Si un hombre o una mujer, que no son cónyuges, con posibilidades de mantener digna o muy dignamente a un hijo o a una hija, deciden ser padre o madre, ¿qué argumentos filosóficos y teológicos de peso pueden obstaculizar su elección en estos momentos dramáticos? La política de natalidad es un problema demasiado serio como para dejarla en manos de la casuística de los clérigos. Como la guerra es algo demasiado serio como para dejarla en manos de los militares. Como la economía es algo demasiado serio para dejarla en manos de los economistas. Y así podríamos culminar afirmando que la política de natalidad es un asunto demasiado serio como para dar por supuesto que los políticos van a ocuparse de este asunto. Hemos de ser los contribuyentes, los votantes, quienes les exijamos una política de natalidad, que va mucho más allá que una legislación sobre el aborto.

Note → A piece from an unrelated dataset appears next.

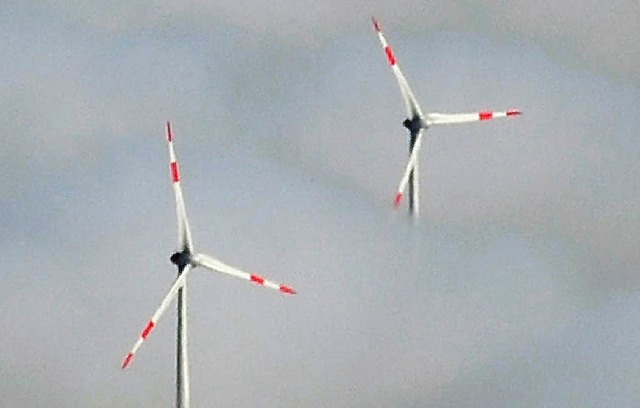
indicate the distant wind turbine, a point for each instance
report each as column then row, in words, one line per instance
column 186, row 260
column 416, row 122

Las ideas de Alejandro Macarrón

A raíz de publicar mi columna el enero pasado, intercambié correos con Alejandro Macarrón, autor del libro El suicidio demográfico de España.

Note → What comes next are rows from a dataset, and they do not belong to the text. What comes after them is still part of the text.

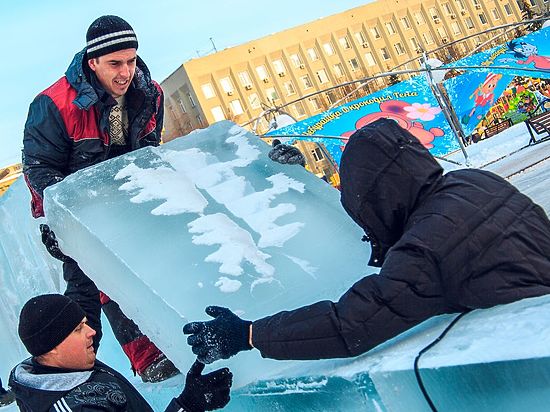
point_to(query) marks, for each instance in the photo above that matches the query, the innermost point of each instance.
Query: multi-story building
(238, 83)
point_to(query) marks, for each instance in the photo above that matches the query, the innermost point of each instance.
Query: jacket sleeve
(46, 149)
(376, 308)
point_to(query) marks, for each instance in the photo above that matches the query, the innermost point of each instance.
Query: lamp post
(434, 80)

Voy a reproducir las reflexiones que él me hizo entonces:

«1.- Efectivamente, ha habido en el pasado épocas decadentes con baja natalidad. Pero la actual tiene dos o tres factores únicos en la Historia, de enorme importancia para entender lo que pasa y tratar de imaginar lo que puede pasar:

a) Antes, la gente vivía en media la tercera parte que ahora (se estima en 28 años de esperanza de vida al nacer en tiempo de Roma, por 82 ahora). En consecuencia: no se han conocido naciones y regiones enteras tan envejecidas (a modo de ejemplo, en Orense, uno de cada tres españoles residentes tienen 65 años o más. Y en Castilla y León, uno de cada once tiene 80 años o más).

Si a ello sumamos que nunca las sociedades han sido tan democráticas ni han contado con un “estado de bienestar” tan amplio, el resultado es una dinámica depresiva tan peligrosa como inédita: cada vez menos jóvenes, un deterioro constante de la proporción activos/jubilados, y un poder de voto creciente de estos últimos para que el resto de la sociedad les transfiera unas rentas que cada vez cuesta más producir por demografía.

Otra cosa es que haya nuevos y gigantescos avances científico-técnicos que permitan nuevos saltos cuánticos de productividad y compensen el declive demográfico; pero está por ver la magnitud real de dichos avances, ya que la ciencia y la tecnología no siempre producen maravillas todos los años.

b) En algunas de esas situaciones decadentes del pasado (no en todas), la natalidad bajó al disminuir la prosperidad. Ahora la natalidad ha caído brutalmente en todo el mundo justamente cuando se ha dado un aumento de la prosperidad.

c) Nunca ha sido tan poco peligroso tener hijos para las madres (de hecho, antes de reducirse a casi cero de la mortalidad en parto y post-parto explica, la diferencia de esperanza de vida entre el hombre y la mujer era mínima), y sin embargo, nunca se han tenido tan pocos hijos de forma tan masiva.

2.- Comparto al 100% lo que dices de que el problema de la baja natalidad es demasiado importante como para dejarlo exclusivamente en manos de los clérigos y la Iglesia. Pero si ésta fuera la única gran institución que se preocupase por este problema, como parece que sucede, esto no sería demérito suyo, sino del resto de la sociedad y de sus otras “fuerzas vivas”. Y por ende, quienes creemos que tener tan pocos hijos nos lleva a muy mal puerto y es muy mal síntoma, deberíamos estar doblemente agradecidos a la Iglesia en esta materia: por preocuparse por este gravísimo problema, y por ser la única gran institución que lo hace». 

> En la imagen, la portada del libro: 'El suicidio demográfico de España'.